Et il ajouta, narquois :

— Vous viviez ici avec une petite femme, hein ?… J’ai vu sur le lit un gracieux kimono… Alors, vous la plaquez comme cela, sans remords… Pourquoi ne l’emmenez-vous pas ?… Une femme, c’est souvent utile… dans votre profession… Elle peut servir de rabatteuse et… dans les moments difficiles…

Je lui décochai un tel regard qu’il n’ose pas achever.

Décidément, ce gaillard-là était encore plus méprisable que je ne le supposais.
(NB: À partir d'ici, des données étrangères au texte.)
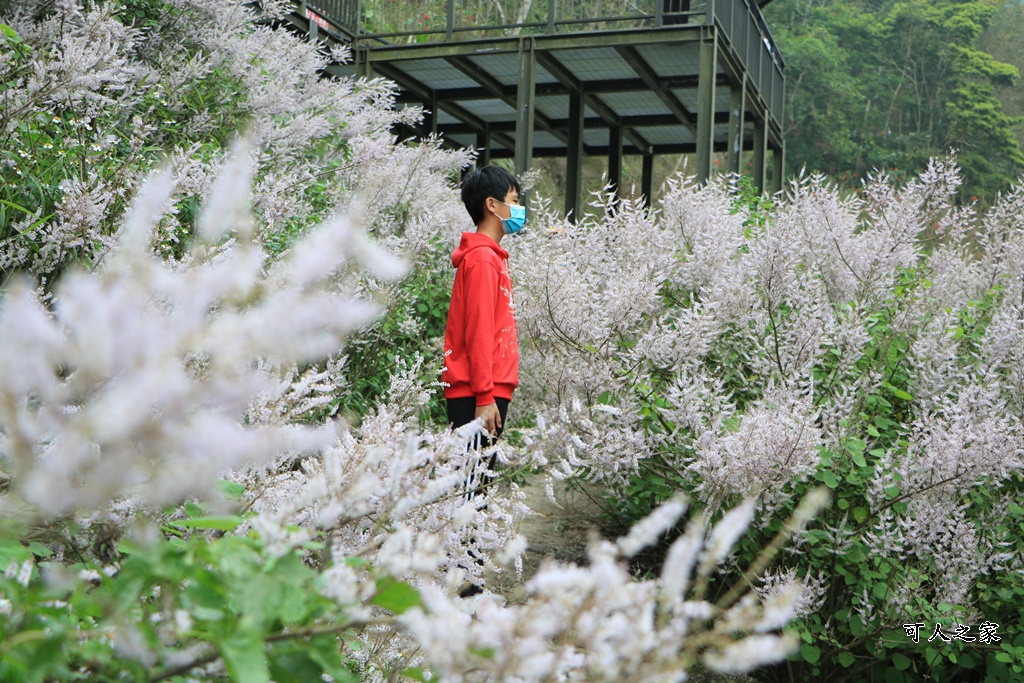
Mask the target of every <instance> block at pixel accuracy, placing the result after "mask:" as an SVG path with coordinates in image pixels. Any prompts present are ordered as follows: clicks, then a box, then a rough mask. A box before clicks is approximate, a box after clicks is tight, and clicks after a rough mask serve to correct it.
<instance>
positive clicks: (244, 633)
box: [220, 627, 270, 683]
— Voyons, lui dis-je… où allez-vous ? rentrons-nous boulevard de Courcelles ou filons-nous directement à la gare.

— J’ai besoin, répondit-il, de rentrer chez moi… mais ne croyez-vous pas que nous pourrions déjeuner ?…

— C’est une idée…

Nous entrâmes dans un restaurant de la place Clichy et choisîmes une petite table placée tout au fond de la salle. Avant d’accrocher mon pardessus, je glissai sournoisement le revolver qui s’y trouvait dans la poche de derrière de ma jaquette. Manzana voulut évidemment faire comme moi, mais soudain je le vis pâlir et rouler des yeux en boules de loto…

— Vous avez perdu quelque chose ? demandai-je vivement.